EurekAlert reports that Duke University researchers have developed a new technique for growing straight nanotubes:
Duke University chemists have found a way to grow long, straight cylinders only a few atoms thick in very large numbers, removing a major roadblock in the pursuit of nano-scale electronics.
These single-walled carbon nanotubes also follow parallel paths as they grow so they don't cross each other to potentially impede electronic performance, said Duke associate chemistry professor Jie Liu, who leads the research. Carbon nanotubes can act as semiconductors and could thus further scale-down circuitry to features measuring only billionths of a meter.
Liu's team directed swarms of nanotubes to extend in the same direction by using the crystal structure of a quartz surface as a template. The availability of forests of identical nanotubes would allow future nanoengineers to bundle them onto multiple ultra-tiny chips that could operate with enough power and speed for nanoprocessing.
"It's quite an exciting development," said Liu, who has received a patent on the process. "Compared with what other people have done, we have reached a higher density of nanotubes. Wherever you look through the microscope there are nanotubes.
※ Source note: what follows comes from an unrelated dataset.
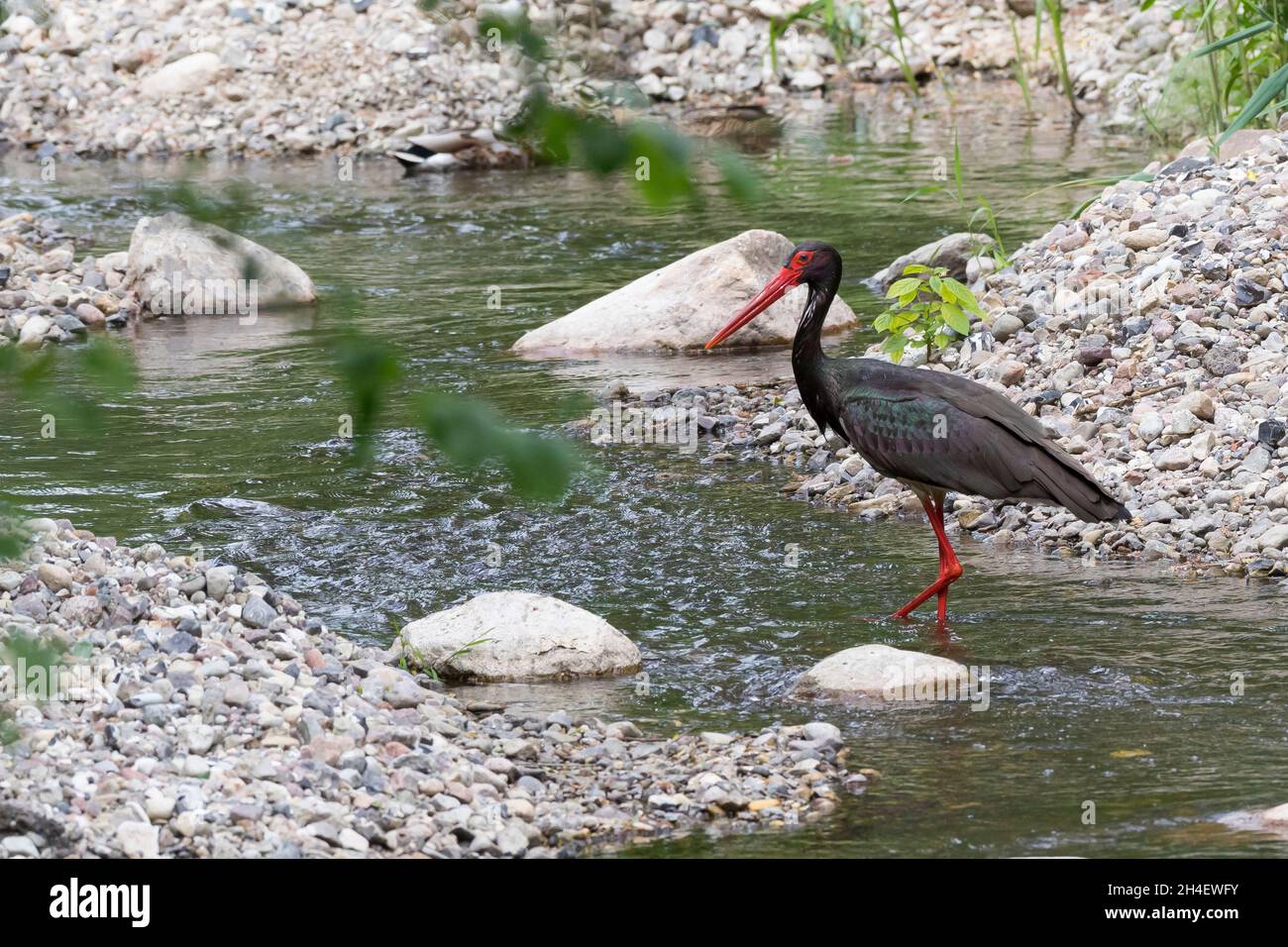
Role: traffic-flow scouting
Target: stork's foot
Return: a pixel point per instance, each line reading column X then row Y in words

And they are much better aligned and grow very straight."...
Nanotubes have been a focus of research since the 1990s because of their exceptional lightness and strength and their potential to function in a new kind of electronics as either semiconductors or metals -- depending on their individual architectures.
[C]arbon nanotubes could usher the electronics industry into an even-smaller scale of miniaturization if researchers can leap some fabrication barriers.... But, until now, [scientists] have been unable to make them grow straight, long and dense enough in a large enough area to be practical for carrying current on the surfaces of semiconducting wafers, Liu said.